Jeramey Jannene
Eyes on Milwaukee

Couture Plans August 2023 Completion

City agreement requires groundbreaking for 44-story lakefront tower by February 1st.

By - Dec 8th, 2020 05:14 pm
The Couture transit concourse. Rendering by RINKA.

The Couture transit concourse. Rendering by RINKA.

Milwaukee’s tallest and most expensive apartment building ever, the 44-story The Couture is scheduled for a groundbreaking by February 1st and completion of construction by August 2023.

That’s according to Department of City Development representative Lori Lutzka and details in a new contract, set to be signed by the city and Barrett Lo Visionary Development.

Lutzka presented a revised city funding agreement to the Common Council’s Zoning, Neighborhoods & Development Committee on Tuesday morning. Without asking any questions, the committee unanimously endorsed the proposal. The full council is scheduled to consider the proposal on December 15th.

The development, located at 909 E. Michigan St., will include more than 300 high-end apartments, approximately 900 parking stalls, 50,000 square feet of commercial space and a public transit concourse for The Hop and East-West bus rapid transit line in its base.

Barrett Lo recently secured the necessary federal loan guarantee to advance the $185 million development.

“This was the last approval needed to complete the capital stack and move the project towards closing and groundbreaking,” said Lutzka. The project was first proposed in 2012, but faced a number of legal and financial challenges to get to this point.

The city, through a tax incremental financing district, will provide Barrett Lo Visionary Development with $19.5 million in grants to advance the project. It approved the financial obligation in 2017.

The funds, to be repaid by future property tax revenue from the development, are largely devoted to financing the transit concourse and public amenities in the three-story base ($17.5 million in costs) and relocating a city-owned sewer that bisects the property ($1.5 million).

The funds would be provided on a reimbursement basis.

In exchange, Barrett Lo will enter into a minimum assessed value agreement with the city. The agreement is intended to ensure that the value of the property is high enough to pay back the public funds used to support its construction.

The minimum value of the property would be $1.1 million in 2021, an amount that would grow to $38.3 million in 2024, the tax year after the building is completed and $67.3 million by 2041.

If all goes according to plan, the property would exceed those valuations. A 2017 report estimated the property would reach an assessed value of $77 million once initial leasing is completed.

Should Barrett Lo, or a successor, not make the required payments the city would be able to levy a special assessment against the property. The city could foreclose on the building for unpaid property taxes.

Because it is accepting over $1 million in TIF funds, Barrett Lo, architecture firm RINKA and general contractor J.H. Findorff & Son Inc. will also need to meet hiring and professional services benchmarks. At least 40% of the project’s construction work hours must be completed by unemployed or underemployed city residents. At least 25% of the project’s contracts, by value, must go to certified small businesses owned by minorities or members of other disadvantaged communities.
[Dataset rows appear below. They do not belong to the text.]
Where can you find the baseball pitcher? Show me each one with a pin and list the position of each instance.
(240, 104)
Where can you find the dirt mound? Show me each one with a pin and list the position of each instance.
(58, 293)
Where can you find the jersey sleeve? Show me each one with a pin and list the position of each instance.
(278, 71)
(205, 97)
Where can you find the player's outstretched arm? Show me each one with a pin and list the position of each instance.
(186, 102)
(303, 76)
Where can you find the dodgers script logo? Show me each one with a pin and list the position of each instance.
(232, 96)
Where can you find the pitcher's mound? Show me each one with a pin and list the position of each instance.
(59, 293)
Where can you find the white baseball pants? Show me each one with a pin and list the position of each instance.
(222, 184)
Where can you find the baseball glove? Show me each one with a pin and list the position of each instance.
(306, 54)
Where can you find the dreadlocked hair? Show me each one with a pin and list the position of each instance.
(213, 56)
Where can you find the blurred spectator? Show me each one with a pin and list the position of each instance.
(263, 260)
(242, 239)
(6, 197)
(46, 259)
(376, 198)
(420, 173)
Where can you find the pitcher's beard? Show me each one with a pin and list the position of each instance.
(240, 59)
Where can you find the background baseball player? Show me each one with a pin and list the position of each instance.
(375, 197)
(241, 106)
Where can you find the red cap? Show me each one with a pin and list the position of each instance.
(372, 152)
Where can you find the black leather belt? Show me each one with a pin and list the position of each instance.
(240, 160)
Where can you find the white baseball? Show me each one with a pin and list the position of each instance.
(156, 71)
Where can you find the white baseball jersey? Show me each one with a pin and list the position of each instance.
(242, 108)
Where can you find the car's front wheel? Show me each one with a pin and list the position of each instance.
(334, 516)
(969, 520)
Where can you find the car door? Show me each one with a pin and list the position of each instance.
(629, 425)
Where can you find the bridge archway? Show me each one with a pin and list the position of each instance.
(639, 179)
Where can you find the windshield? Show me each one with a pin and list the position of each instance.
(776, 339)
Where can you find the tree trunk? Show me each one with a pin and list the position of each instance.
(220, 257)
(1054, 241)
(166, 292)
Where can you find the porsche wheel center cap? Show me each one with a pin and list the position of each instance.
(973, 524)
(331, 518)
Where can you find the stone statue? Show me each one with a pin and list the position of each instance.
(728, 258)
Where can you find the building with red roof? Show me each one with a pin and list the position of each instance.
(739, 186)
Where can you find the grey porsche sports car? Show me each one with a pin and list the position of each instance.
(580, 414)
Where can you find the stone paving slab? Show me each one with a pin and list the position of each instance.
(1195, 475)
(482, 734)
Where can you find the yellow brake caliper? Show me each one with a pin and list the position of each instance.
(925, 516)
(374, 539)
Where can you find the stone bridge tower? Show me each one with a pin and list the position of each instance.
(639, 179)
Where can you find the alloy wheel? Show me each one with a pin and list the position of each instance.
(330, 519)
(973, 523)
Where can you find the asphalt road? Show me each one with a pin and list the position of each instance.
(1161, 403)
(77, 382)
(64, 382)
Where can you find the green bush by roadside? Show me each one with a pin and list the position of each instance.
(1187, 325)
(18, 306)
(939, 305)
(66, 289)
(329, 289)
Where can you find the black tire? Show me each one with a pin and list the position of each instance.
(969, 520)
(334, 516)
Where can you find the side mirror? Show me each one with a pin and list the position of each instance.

Barrett Lo and Findorff will also need to meet a number of benchmarks to allow the city to place The Hop extension into service by June 30th, 2022.

The developer is required to deliver the space necessary for the streetcar outside of the transit concourse by April 1st, 2022. The streetcar track will loop through the building’s base, with Barrett Lo required to turn over the transit concourse by May 1st. It must provide accessible connections to the area’s public sidewalks by June 30th so the city can make its July 31st deadline to submit reimbursement requests for its $14.2 million federal grant backing the streetcar.

The city will ultimately own the transit concourse as a condominium unit. And Milwaukee County will have a lease with the city to use the space for its rapid transit line.

The Couture TIF district, which also includes the adjacent 833 East office building, will also provide up to $31 million to support the construction of The Hop. As of year-end 2019, $28.8 million has already been spent and much of the streetcar’s lakefront extension was completed. Additional expenses include TIF administration ($500,000), workforce training ($400,000), repaving a portion of N. Astor St. ($150,000) and “additional public infrastructure work” related to the project for the Department of Public Works ($500,000). The last portion was set aside in 2017 after the previously undocumented sewer was discovered.

The building’s total cost is estimated at $185 million in the financing agreement. A county report gives the cost as $188 million. It was approved in 2017 as a $122 million project. Both the city and county will enter into development agreements with the developer.

Filings with the county show the developer plans to close on a $103.5 million loan for the apartments and commercial space with JLL Capital Real Estate. A portion of the parking garage, to be set aside as a separate condominium, will be financed with a $13.9 million loan from Old National Bank.

Renderings of the project depict bridges or skywalks connecting the building to the north, east and south, including a potential new lakefront park. But none of those skywalks, or adjacent projects, are currently funded. The agreement requires Barrett Lo to enter into airspace leases for the connections if built.

The city will rebuild the intersection of N. Lincoln Memorial Dr. and E. Michigan St. as part of the Lakefront Gateway project and the building’s development. The intersections southeast of the development site were rebuilt as park of reconfiguring the freeway ramps.

As Urban Milwaukee reported in 2017, a second tower is planned for the two-acre site. The latest city agreement makes no mention of the tower, but designs filed with the city in 2017 maintained a space for the future tower’s foundation.

Barrett Lo acquired the property, and the former Downtown Transit Center, from Milwaukee County for $500,000. If a public transit use is not maintained in the property, the county would need to pay $6.7 million to the Federal Transit Administration for the removal of the former bus layover facility.